The implications are becoming increasingly dangerous for other asset classes. Equities have managed to ignore higher yields for months thanks to AI enthusiasm and resilient earnings. But a risk-free rate approaching 5% changes the valuation equation dramatically. At the same time, soaring Treasury yields are acting like a global vacuum cleaner for capital, sucking money back into Dollar assets and placing enormous strain on emerging market currencies and global liquidity conditions. The Indian Rupee’s collapse to record lows is looking less like an isolated event and more like an early warning sign.
Technically, the next key focus for 10-year yield is 100% projection of 3.96 to 4.48 from 4.23 at 4.75. That level now represents a major near-term line in the sand.
Decisive break above 4.75 could quickly accelerate the move toward 161.8% projection at 5.07, a level dangerously close to the multi-decade highs seen in 2023 and one that could significantly intensify pressure across equities, currencies, and global financial conditions more broadly.
For now, near-term bias remains firmly to the upside as long as 4.48 resistance-turned-support continues holding on any pullback.
China’s PBoC Holds Key Lending Rates Steady as Policymakers Avoid Rush to Ease
The People’s Bank of China left its benchmark lending rates unchanged in May, extending its policy pause to a full year as authorities signaled little urgency to deliver additional monetary easing despite slowing domestic momentum. The 1-year loan prime rate was held at 3.00%, while the 5-year LPR, widely used as a reference for mortgage pricing, remained at 3.50%, matching market expectations.

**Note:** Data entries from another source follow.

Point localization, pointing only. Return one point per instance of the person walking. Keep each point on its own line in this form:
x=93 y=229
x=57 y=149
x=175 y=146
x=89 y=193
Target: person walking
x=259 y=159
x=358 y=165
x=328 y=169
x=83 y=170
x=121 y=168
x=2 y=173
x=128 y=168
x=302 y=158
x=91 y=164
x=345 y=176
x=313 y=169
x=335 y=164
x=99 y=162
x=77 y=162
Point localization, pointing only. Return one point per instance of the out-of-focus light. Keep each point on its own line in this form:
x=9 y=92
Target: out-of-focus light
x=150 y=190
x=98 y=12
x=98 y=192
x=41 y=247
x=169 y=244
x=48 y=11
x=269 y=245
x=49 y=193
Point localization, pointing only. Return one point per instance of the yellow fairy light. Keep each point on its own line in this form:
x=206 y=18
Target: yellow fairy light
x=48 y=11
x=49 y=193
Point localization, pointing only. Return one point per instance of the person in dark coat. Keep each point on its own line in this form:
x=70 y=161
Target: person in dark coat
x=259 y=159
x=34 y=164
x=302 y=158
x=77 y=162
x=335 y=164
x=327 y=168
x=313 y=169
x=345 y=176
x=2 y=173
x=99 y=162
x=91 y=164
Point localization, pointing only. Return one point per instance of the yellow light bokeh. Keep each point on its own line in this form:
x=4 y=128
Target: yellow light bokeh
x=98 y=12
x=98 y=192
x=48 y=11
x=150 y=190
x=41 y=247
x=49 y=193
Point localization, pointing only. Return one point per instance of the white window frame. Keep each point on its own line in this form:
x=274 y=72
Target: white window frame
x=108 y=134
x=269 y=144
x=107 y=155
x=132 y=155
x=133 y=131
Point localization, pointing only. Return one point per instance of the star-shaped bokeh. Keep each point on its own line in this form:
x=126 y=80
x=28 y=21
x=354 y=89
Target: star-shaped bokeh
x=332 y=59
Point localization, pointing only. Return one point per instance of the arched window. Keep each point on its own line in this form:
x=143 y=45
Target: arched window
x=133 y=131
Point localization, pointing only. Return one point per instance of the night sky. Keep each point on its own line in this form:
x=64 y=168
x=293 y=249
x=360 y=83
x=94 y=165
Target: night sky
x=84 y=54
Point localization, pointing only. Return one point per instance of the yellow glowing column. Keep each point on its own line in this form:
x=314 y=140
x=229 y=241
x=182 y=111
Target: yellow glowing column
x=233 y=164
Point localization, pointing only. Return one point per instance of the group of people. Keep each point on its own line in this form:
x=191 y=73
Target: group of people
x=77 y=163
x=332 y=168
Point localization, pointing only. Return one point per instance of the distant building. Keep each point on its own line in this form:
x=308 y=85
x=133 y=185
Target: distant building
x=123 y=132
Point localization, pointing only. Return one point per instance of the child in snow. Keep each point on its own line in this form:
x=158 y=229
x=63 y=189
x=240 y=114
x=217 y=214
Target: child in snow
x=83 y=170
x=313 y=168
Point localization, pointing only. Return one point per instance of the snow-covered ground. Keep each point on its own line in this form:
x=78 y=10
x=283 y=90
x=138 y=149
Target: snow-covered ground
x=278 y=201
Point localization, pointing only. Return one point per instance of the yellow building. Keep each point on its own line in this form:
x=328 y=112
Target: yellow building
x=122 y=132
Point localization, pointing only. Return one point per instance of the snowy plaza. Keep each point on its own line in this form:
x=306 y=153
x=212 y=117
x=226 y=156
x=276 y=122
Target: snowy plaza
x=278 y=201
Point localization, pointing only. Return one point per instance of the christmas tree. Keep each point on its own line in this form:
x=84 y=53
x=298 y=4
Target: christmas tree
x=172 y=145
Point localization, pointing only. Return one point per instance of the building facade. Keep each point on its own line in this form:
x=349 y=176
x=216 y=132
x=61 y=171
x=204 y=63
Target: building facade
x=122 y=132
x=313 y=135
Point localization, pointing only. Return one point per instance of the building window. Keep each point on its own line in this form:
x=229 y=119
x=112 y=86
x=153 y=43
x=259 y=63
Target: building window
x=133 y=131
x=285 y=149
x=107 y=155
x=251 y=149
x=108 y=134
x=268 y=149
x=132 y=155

The decision highlights Beijing’s cautious approach toward broad-based stimulus. Although recent Chinese data have shown renewed weakness in consumption, investment, and lending demand, policymakers appear comfortable maintaining current settings for now. Interbank liquidity conditions remain ample, while the tone of the PBoC’s latest quarterly report suggested officials are still prioritizing financial stability and measured policy support over aggressive easing.
The cautious stance also reflects the increasingly difficult external environment. Rising global energy prices and ongoing geopolitical tensions are complicating policy decisions across Asia, while rate cuts could add pressure on the Yuan at a time when Dollar strength and higher US yields are already tightening global financial conditions.
Fed’s Paulson Says It’s “Healthy” for Markets to Consider Further Tightening
Philadelphia Fed President Anna Paulson signaled support for keeping interest rates steady while also validating market expectations that rates could remain elevated for much longer than previously anticipated.
Speaking on Tuesday, Paulson also welcomed the recent shift in market pricing away from aggressive rate-cut expectations. “The way the market has moved in reaction to economic news over the last few months largely aligns with my own thinking,” she said. While emphasizing that policy was currently “in a good place,” Paulson added it was “healthy” for investors to consider scenarios where rates remain unchanged for an extended period, “as well as scenarios where further tightening becomes necessary.”
Still, Paulson did not suggest the Fed was preparing to hike imminently, noting that longer-term inflation expectations remain relatively well anchored and growth continues near potential. Markets continue expecting the Fed to keep rates unchanged at the June meeting, though officials increasingly appear comfortable allowing investors to price a much more restrictive policy path than markets expected earlier this year.